Mem. Ne jamais croire ce que les gens me disent au sujet des routes et des auberges, mais toujours prévoir moi-même tout le nécessaire portatif pour le confort et la protection contre de possibles désastres.
J’ai dormi ici pour la première fois sur un matelas rempli de paille de blé indien. Ils n’en utilisent pas d’autre dans ce simple endroit et je me suis reposée aussi bien que sur la plus luxueuse couche. Le matelas consiste en un sac de matériau grossier ouvert d’un côté, que l’on remplit avec une quantité suffisante de paille, et il est rempli de paille fraiche pour chaque nouvel invité.
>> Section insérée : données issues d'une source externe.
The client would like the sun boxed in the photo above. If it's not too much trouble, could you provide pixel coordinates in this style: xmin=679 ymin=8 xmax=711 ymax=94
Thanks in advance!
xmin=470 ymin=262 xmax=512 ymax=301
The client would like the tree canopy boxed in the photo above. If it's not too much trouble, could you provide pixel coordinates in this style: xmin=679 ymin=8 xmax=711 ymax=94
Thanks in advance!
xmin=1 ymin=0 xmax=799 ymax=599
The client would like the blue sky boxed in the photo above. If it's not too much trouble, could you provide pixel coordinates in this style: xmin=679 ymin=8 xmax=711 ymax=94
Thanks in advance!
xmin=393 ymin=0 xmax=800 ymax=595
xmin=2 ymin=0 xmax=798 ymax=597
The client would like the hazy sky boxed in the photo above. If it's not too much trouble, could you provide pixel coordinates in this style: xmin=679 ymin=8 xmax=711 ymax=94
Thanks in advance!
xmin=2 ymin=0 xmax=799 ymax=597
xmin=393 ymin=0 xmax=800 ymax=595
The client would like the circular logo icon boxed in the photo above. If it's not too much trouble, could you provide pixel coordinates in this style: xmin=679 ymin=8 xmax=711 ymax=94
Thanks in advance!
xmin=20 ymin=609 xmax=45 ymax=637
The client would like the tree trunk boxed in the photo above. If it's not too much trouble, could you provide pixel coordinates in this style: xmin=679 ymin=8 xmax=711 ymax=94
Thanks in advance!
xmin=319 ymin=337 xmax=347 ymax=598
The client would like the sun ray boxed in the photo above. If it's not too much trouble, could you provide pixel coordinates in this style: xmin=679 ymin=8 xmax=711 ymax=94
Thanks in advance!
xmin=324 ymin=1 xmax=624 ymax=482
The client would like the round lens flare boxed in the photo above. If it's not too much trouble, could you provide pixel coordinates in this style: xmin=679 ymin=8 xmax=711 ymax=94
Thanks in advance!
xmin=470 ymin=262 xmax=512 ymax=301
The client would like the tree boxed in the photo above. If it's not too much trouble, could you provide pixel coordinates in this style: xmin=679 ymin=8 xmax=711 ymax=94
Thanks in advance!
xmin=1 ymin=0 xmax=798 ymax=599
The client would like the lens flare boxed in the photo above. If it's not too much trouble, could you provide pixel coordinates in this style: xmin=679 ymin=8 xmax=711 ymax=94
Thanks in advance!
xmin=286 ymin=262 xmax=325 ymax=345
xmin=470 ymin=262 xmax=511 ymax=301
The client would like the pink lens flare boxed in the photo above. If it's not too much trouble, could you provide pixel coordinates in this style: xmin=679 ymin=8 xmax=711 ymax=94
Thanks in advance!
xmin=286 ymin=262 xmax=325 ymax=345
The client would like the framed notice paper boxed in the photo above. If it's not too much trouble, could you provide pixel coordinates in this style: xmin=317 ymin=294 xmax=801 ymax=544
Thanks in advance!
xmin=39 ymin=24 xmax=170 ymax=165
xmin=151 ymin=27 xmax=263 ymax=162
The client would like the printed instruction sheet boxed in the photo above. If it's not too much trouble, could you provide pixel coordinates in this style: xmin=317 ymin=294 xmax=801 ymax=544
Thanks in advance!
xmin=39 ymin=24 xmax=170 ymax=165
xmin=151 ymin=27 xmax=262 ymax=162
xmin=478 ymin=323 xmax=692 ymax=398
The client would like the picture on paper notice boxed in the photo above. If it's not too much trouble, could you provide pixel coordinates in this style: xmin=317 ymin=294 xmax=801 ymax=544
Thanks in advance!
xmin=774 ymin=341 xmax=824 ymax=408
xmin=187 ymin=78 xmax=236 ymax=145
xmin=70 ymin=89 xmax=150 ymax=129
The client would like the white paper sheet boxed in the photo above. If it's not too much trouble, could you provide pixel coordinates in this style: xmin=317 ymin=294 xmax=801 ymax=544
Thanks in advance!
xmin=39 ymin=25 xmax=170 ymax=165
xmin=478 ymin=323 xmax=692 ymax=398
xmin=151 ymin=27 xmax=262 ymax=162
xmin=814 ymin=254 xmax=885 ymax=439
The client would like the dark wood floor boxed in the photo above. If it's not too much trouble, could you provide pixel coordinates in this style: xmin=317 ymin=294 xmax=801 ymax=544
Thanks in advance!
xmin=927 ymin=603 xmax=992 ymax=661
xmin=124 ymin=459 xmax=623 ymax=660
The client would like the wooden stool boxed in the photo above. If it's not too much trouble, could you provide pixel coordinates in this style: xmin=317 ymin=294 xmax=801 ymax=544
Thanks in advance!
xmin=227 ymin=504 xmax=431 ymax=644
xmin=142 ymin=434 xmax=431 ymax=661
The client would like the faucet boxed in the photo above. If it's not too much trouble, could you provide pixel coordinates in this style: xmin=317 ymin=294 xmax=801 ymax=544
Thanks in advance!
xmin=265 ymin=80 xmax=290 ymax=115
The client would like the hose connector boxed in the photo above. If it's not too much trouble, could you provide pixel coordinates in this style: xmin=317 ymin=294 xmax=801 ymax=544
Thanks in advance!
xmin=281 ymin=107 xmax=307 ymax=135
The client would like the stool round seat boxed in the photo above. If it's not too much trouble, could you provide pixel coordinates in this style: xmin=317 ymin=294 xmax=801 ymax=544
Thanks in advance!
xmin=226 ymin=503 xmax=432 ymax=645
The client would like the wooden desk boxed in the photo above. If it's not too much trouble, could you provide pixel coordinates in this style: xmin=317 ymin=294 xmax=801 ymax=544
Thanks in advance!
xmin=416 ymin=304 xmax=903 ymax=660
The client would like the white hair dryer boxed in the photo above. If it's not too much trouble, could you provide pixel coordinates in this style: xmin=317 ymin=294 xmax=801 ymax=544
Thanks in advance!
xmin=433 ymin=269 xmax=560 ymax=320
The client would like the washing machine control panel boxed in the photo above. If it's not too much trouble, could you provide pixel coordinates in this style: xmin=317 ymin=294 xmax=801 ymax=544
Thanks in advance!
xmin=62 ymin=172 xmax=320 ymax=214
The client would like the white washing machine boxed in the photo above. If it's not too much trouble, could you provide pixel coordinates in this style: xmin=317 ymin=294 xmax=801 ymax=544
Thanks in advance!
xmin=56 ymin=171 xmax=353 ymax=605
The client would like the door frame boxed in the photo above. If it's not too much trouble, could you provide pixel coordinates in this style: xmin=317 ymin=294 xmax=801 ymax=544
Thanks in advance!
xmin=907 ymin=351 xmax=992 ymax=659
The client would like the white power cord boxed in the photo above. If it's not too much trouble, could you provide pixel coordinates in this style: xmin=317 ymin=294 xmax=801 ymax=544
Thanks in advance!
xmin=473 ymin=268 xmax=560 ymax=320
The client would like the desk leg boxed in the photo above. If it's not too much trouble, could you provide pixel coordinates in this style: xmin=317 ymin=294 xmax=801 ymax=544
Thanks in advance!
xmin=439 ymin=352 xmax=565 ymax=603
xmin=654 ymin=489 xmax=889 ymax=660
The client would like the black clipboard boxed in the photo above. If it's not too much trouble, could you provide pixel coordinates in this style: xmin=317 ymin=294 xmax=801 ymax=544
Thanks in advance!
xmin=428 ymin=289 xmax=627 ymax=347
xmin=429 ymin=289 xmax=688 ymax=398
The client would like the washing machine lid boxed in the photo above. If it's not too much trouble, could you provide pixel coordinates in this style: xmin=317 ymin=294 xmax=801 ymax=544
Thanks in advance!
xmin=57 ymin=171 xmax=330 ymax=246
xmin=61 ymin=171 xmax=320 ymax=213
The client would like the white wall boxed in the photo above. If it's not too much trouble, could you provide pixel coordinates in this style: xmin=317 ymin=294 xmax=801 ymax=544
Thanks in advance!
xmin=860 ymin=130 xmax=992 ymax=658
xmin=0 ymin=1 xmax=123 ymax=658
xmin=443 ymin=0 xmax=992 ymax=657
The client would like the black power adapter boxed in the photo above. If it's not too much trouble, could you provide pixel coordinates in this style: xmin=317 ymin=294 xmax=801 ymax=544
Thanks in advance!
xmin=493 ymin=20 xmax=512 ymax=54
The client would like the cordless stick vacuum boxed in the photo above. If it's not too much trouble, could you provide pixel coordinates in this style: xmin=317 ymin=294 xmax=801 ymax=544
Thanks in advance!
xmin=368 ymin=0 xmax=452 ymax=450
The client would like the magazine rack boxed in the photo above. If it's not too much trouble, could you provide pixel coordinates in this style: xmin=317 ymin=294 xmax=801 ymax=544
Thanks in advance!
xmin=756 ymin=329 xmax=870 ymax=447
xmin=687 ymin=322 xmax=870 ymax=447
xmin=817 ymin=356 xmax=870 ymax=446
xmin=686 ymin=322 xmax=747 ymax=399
Comment en Angleterre une gouvernante ne s’étonnerait-elle pas de voir une belle femme se contenter d’un tel lit ? Mais ceux qui voyagent à dos de mulets à travers les montagnes et les landes ne doivent pas être trop difficiles.
26 mars - A environ six miles de Menton sur la route de Vintimille se trouve le pont Saint Louis construit à travers un ravin sur les rochers. Sa hauteur est de 350 à 400 pieds de haut. Il est fait d’une seule arche d’une envergure immense et c’est une construction admirable qui imite les travaux des romains. L’eau coule en cascade dans le ravin en dessous, sur lequel un aqueduc est construit qui ajoute beaucoup au bel effet du pont. Une large et curieuse grotte ou galerie est taillée dans les rochers près du pont mais nous n'avons eu le temps de la voir qu’en passant.
Le pont Saint Louis et l’aqueduc ont été construits sur ordre de Napoléon et serviront comme un monument durable de son esprit hardi et entreprenant. Les voyageurs en France et en Italie auront souvent lieu de rappeler sa mémoire avec gratitude. Car il a rendu bien des voyages faciles et agréables, ce qui sans son aide aurait été un pénible et dangereux pèlerinage.
On peut souhaiter que le Roi de Sardaigne continue la route si admirablement commencée par Napoléon. Mais sera-t-il déterminé à entreprendre cette tâche très utile ; bien des années doivent passer avant qu’elle ne soit accomplie car les travaux ici ne sont que lentement menés.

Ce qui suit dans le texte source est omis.